Но тут послышался и другой звук, похожий на детский плач, и вот дверца распахнулась, и в проеме показалось незнакомое лицо.
Было темно, но между верхушками деревьев на той стороне долины уже виднелся серп нарождающейся луны.
Я взял спички, мы выбрались наружу и сразу поняли, что здесь произошло. Дом и коровник сгорели. Нас окутал дым, стлавшийся над двором, за остовами стен еще тлел огонь и слышалось глухое шипение, словно кто-то лил воду на раскаленную золу.
Только теперь мы увидели мальчика. Это был Хокон, сын хозяина. Все лицо его было в саже, брови и волосы опалены. Он стоял у взгорка и, отгребая пласты дерна, беззвучно плакал. Не поднимая головы, он в промежутках между всхлипами делал свою работу и не замечал щенка, который, воображая, будто с ним играют, бегал взад-вперед, волоча в зубах дерн.
Здесь же был мужчина — крепко сбитый темноволосый парень лет тридцати. Он ничего не стал нам объяснять, просто сделал знак идти за ним. Почувствован в нем какую-то глухую неприязнь, я ни о чем не спросил. Мы побрели за ним к опушке леса и скоро вошли в гущу деревьев. Проходя мимо усадьбы, я обернулся: за стеной коровника лежали четыре коровы и лошадь.
Мы шли по тропинке, которая вела на север вдоль той же сосновой поляны, с которой мы спустились много часов назад, но парень по-прежнему хранил молчание. Мальчик с собакой шли позади. Мы шагали так минут десять и подошли к месту, где тропинка пересекала проселок.
— Мартин!
Это мальчик глухо окликнул парня, шедшего впереди нас, тот остановился и обернулся назад.
— Верно, — сказал он, — незачем тебе дальше идти с нами. Дверь в сенях открыта. Пройдешь в мою комнату и ляжешь на диван.
Мальчик свистнул собаке и стал спускаться с ней по проселку. Один только раз он оглянулся, я решил, что он хочет помахать нам на прощание, и в ответ поднял руку, но он даже не взглянул на нас, а только печально кивнул тому парню. И когда мальчик скрылся внизу за поворотом, я услышал, как он, всхлипывая, успокаивал пса.

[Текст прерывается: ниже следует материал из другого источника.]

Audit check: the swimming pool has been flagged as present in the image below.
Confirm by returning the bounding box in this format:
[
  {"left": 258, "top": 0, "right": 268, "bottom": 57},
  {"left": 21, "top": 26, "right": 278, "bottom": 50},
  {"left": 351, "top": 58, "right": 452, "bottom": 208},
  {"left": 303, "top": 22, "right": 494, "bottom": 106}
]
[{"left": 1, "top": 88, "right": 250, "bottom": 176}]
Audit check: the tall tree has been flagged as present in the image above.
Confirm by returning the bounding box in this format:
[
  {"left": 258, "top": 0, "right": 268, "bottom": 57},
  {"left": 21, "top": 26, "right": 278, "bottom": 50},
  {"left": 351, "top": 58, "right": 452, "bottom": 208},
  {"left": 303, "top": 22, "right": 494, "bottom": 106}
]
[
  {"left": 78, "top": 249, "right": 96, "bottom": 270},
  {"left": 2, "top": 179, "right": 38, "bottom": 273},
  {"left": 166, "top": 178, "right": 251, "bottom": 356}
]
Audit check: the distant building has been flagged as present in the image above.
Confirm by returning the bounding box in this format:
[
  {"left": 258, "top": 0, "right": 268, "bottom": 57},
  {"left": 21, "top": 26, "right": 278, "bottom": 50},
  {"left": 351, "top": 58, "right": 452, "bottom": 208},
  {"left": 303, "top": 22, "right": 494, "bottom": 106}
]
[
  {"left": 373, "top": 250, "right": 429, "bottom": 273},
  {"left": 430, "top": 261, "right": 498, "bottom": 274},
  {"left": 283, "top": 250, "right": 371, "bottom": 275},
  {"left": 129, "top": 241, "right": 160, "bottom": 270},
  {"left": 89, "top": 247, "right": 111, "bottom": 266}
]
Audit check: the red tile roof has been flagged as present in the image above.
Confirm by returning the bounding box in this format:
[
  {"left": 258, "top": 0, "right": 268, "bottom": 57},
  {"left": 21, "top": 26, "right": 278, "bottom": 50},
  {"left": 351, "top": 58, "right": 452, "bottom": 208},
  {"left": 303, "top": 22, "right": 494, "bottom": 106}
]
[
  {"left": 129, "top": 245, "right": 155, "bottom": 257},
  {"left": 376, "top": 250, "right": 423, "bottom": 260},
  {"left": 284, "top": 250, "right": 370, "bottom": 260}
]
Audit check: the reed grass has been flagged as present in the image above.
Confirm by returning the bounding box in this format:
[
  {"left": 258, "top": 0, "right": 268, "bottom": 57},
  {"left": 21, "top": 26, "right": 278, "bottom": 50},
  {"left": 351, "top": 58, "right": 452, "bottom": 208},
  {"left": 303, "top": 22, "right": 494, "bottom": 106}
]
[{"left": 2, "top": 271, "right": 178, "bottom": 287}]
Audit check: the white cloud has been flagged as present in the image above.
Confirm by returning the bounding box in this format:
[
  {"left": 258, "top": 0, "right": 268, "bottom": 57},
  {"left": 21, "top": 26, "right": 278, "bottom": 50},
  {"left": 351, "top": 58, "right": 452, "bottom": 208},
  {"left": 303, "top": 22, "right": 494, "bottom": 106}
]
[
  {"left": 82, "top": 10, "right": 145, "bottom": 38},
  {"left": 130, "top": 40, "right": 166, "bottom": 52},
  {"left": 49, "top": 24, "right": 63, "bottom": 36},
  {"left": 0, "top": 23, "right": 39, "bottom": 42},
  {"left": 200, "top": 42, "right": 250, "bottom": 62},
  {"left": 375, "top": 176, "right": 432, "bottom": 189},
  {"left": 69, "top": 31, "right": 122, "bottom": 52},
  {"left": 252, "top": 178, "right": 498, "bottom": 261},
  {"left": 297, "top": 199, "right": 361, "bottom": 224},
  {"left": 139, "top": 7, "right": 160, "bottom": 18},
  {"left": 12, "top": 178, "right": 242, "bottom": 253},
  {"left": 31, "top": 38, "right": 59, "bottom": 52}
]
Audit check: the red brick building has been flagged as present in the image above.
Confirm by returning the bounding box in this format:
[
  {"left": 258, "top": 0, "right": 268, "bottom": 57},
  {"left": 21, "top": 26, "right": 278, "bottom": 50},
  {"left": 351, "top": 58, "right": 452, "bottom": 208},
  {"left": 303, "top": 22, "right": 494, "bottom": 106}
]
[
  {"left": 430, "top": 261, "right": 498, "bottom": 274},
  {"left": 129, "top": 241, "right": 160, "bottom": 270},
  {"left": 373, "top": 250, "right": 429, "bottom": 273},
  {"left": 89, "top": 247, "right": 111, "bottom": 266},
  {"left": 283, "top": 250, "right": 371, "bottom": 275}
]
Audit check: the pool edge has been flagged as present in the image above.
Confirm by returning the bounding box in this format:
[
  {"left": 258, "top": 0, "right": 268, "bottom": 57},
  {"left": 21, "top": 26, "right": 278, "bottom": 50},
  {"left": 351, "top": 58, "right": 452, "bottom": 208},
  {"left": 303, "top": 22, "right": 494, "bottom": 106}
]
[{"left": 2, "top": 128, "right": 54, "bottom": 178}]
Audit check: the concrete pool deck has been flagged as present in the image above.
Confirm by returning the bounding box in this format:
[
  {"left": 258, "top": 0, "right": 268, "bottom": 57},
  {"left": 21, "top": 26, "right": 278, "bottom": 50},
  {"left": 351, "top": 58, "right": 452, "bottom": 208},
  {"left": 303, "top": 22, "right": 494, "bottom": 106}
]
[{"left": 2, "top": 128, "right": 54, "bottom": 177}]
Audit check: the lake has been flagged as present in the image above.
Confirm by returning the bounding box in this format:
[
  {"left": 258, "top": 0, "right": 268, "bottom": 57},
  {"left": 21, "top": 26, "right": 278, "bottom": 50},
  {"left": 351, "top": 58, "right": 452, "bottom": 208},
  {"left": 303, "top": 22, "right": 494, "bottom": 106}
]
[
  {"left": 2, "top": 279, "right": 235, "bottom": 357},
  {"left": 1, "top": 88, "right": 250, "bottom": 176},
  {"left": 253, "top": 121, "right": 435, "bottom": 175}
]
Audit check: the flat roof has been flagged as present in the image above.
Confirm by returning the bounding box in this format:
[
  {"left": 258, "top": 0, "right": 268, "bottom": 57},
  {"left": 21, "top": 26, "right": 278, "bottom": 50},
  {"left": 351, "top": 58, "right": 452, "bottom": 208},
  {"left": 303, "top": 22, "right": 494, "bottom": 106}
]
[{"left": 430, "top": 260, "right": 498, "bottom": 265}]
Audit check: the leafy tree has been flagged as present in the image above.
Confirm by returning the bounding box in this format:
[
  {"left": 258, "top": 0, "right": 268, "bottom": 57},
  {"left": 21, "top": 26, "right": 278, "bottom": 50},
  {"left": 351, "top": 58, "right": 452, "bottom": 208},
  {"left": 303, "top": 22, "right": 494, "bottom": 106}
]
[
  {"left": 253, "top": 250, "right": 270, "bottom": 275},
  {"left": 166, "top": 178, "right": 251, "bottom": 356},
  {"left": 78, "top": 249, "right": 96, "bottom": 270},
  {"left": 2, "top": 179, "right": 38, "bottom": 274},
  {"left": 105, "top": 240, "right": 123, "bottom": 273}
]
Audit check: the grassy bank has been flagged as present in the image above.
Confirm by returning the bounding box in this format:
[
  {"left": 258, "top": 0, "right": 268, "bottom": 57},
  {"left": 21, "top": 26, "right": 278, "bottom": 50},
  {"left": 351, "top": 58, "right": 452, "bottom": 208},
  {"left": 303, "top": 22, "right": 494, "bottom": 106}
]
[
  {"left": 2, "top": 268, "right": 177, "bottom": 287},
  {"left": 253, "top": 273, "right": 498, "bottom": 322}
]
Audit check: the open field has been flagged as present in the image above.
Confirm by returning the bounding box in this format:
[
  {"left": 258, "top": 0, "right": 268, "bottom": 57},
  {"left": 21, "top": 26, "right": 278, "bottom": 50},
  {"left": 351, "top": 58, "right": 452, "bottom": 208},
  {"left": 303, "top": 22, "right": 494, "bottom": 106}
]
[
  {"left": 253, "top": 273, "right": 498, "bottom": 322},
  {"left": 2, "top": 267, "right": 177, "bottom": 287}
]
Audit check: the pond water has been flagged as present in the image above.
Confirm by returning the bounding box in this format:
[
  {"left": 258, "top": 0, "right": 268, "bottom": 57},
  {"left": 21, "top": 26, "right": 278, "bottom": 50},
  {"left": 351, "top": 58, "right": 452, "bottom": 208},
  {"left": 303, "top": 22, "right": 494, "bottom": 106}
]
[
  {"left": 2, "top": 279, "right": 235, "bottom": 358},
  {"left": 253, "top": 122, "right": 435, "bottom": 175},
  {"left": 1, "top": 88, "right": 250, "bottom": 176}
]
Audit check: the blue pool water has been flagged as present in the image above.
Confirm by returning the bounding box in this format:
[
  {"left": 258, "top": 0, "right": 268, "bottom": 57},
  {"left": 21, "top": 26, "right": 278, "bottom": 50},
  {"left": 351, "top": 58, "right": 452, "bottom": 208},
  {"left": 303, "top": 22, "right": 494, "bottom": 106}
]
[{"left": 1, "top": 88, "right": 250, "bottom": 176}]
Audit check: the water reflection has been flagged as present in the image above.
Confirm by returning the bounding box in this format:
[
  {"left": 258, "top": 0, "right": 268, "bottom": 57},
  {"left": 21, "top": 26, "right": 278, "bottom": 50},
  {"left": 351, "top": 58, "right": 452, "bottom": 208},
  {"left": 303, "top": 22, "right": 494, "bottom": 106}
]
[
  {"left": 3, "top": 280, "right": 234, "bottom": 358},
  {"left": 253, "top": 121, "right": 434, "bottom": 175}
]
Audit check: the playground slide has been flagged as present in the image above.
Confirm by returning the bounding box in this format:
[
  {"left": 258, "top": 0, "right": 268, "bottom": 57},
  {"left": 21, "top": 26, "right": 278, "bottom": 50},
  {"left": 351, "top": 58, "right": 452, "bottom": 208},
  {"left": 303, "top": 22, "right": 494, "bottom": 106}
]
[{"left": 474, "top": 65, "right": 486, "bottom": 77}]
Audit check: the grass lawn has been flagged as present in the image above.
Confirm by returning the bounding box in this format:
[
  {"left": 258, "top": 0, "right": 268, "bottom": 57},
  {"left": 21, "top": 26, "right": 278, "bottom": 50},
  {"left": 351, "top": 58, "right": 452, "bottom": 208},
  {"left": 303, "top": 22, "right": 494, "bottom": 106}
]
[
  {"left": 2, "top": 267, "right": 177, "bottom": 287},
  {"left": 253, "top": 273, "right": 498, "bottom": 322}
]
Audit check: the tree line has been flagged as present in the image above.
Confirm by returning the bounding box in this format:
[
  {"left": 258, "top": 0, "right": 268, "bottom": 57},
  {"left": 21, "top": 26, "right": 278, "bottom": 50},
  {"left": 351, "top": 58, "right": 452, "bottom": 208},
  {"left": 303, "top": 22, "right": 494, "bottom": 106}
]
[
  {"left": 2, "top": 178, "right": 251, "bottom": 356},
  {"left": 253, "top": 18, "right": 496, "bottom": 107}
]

— Что случилось? — спросил я.
Парень не ответил, только кивнул и продолжал шагать по тропинке на север. Но я стал догадываться кое о чем и, догнав его, потянул за рукав.
— Что случилось? Неужели сожгли усадьбу? И застрелили лошадь и четырех коров?
И снова он не ответил, просто отдернул руку, и снова я уловил в нем ту же глухую неприязнь.
Мы шли еще минут пятнадцать или, может, тридцать, и, когда он остановился под деревьями на пригорке, высоко в небе на юго-востоке уже сияла луна: дорога внизу просматривалась на несколько сот метров, Мартин плашмя растянулся в кустах и поманил нас к себе. Я залег рядом с ним, а справа от меня была Герда, я уже хотел повторить свой вопрос, когда он заговорил.
— Да, — сказал он, — немцы нагрянули после обеда, но вы, надо думать, ничего не слыхали.
— Мы почувствовали запах гари, — ответил я, — и слышали треск пламени и стрельбу. Но что нам было делать? Не выходить же из погреба!
Он покачал головой.
— Хорошо, что вы не вышли. А не то они спалили бы еще и другие усадьбы.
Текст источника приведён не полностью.